Die komischen Käuze von Hollywood
Es ist das die Geschichte des 15-jährigen Schauspielers und Entrepreneurs Gary (Cooper Hoffman, Sohn des verstorbenen Anderson-Stammspielers Philip Seymour Hoffman) und der zehn Jahre älteren
Fotoassistentin Alana (Alana Haim, ein Drittel der Indie-Pop-Band Haim, für die Anderson schon manchen Videoclip inszeniert hat). Vor allem aber ist «Licorice Pizza» – der Name rührt ohne weitere
inhaltliche Bewandtnis von einer einstigen südkalifornischen Plattenladen-Kette her –, vor allem also ist das die Geschichte der auf und ab wogenden und hin und her schaukelnden Beziehung der
beiden schlagfertigen Youngsters und ihres Lebens im San Fernando Valley des Jahres 1973. Wobei: Geschichte? Na ja, übermässig viel erzählt wird hier bei Lichte betrachtet eigentlich nicht. Doch
wer möchte einen solch herzhaften cineastischen Leckerbissen denn schon bei Lichte betrachten! Jedenfalls ist es so, dass der grösstenteils nach dem Ebenbild des Ex-Kinderstars und
Anderson-Kumpels Gary Goetzman gezeichnete Gary und die meist missmutige Alana hier in wilder episodischer Abfolge ihren mannigfachen Leidenschaften und diversen Unternehmungen frönen und bei
ihrem «California Cruisin’» die Wege der unterschiedlichsten Unikums und komischsten Käuze kreuzen, die das alte und das neue Hollywood zu offerieren haben: Lucy Doolittle (Christine Ebersole)
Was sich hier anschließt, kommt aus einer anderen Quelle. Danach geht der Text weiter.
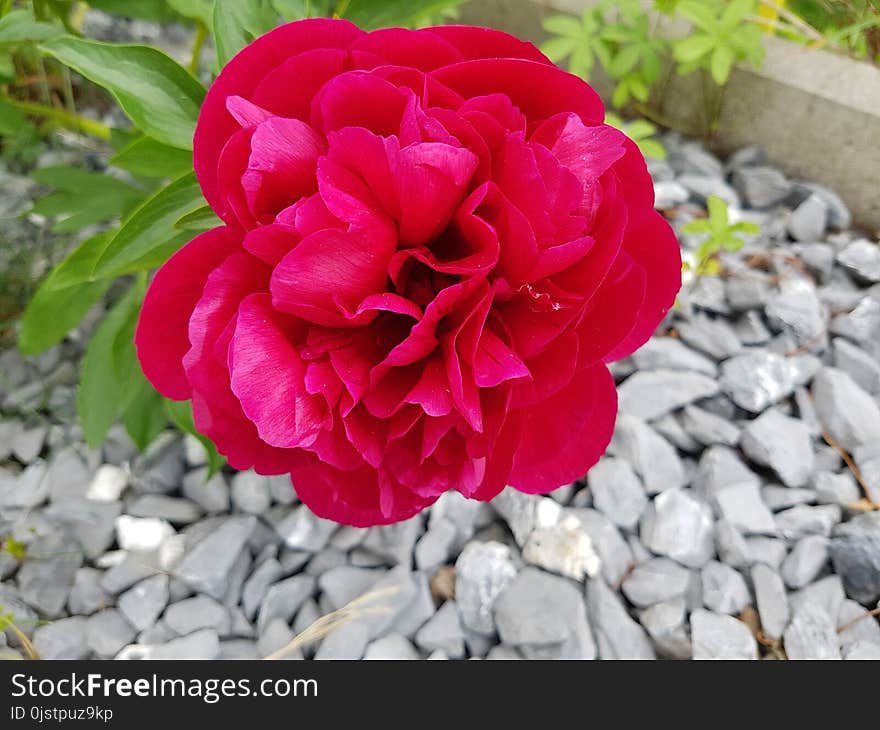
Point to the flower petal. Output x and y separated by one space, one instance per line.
566 434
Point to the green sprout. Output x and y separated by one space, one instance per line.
721 235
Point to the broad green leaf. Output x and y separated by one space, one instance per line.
180 413
238 22
144 417
370 14
692 48
201 10
147 238
160 96
201 219
19 26
52 313
77 267
149 158
98 395
564 25
722 61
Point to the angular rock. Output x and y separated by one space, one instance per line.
724 590
716 636
656 580
782 443
803 520
771 600
206 566
443 631
680 527
811 635
615 556
855 553
806 560
392 646
742 506
63 639
482 572
849 414
198 612
758 379
107 632
651 394
617 635
142 604
862 257
617 491
652 457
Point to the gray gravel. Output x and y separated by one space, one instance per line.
719 510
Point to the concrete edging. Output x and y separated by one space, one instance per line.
815 113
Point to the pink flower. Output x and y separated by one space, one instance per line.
432 247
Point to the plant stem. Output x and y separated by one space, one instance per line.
198 44
63 118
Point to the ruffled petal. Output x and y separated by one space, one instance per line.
162 336
566 434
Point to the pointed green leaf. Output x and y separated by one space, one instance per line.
149 158
148 237
159 95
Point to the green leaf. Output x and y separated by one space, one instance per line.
52 313
201 219
624 62
722 62
77 266
160 96
700 13
19 26
149 158
83 198
564 25
237 23
148 237
694 47
558 48
180 413
201 10
371 14
144 417
98 396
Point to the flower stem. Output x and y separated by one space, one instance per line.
198 44
63 118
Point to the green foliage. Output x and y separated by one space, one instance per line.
160 97
147 238
148 158
180 414
83 198
237 22
642 133
721 36
720 235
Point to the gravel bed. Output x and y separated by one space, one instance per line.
722 523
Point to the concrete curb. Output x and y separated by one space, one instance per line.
815 113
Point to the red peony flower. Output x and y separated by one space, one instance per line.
432 247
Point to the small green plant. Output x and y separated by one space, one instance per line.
721 35
720 235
etwa, in deren Variété-Show Gary auftritt und die eigentlich die in den USA enorm populäre Fünfzigerjahre-Fernsehkomikerin Lucille Ball darstellt. Oder der Schauspielstar Jack Holden (Sean Penn),
mit dem Alana bei einem Vorsprechen eine Szene üben darf und der eh der im Old wie im New Hollywood reüssierende William Holden sein soll. Oder Tom Waits als Regisseur Rex Blau, der ein
Riesenspektakel veranstaltet und der in Wahrheit Mark Robson sein dürfte. Und auch noch der testosteronwütige Filmproduzent Jon Peters (Bradley Cooper), dem Gary und Alana ein Wasserbett andrehen
und der tatsächlich der berüchtigte einstige Partner und Friseur von Barbra Streisand ist. Dazu kommen noch einige rein fiktive Vögel wie der von Leonardo DiCaprios Vater George gespielte
dröhnende Mr. Jack, der Gary ins Wasserbett-Business einführt, oder auch vergessene Figuren wie der versteckt schwule Bürgermeisterkandidat Joel Wachs (Benny Safdie) und der radebrechende
Japan-Restaurant-Besitzer Jerry Frick (John Michael Higgins) sowie die übrigen Mitglieder der Haim-Familie als Alanas Schwestern, Vater und Mutter. Mit anderen Worten: Das ist auch ein bisschen
ein Sittenbild voller verborgener Verweise. Und mit nochmals anderen Worten: Es ist dies ein nicht allzu ferner Cousin von Quentin Tarantinos Wunderwerk «Once Upon a Time… in Hollywood», an
dessen zumindest stilistische Brillanz «Licorice Pizza» sogar fast heranreicht.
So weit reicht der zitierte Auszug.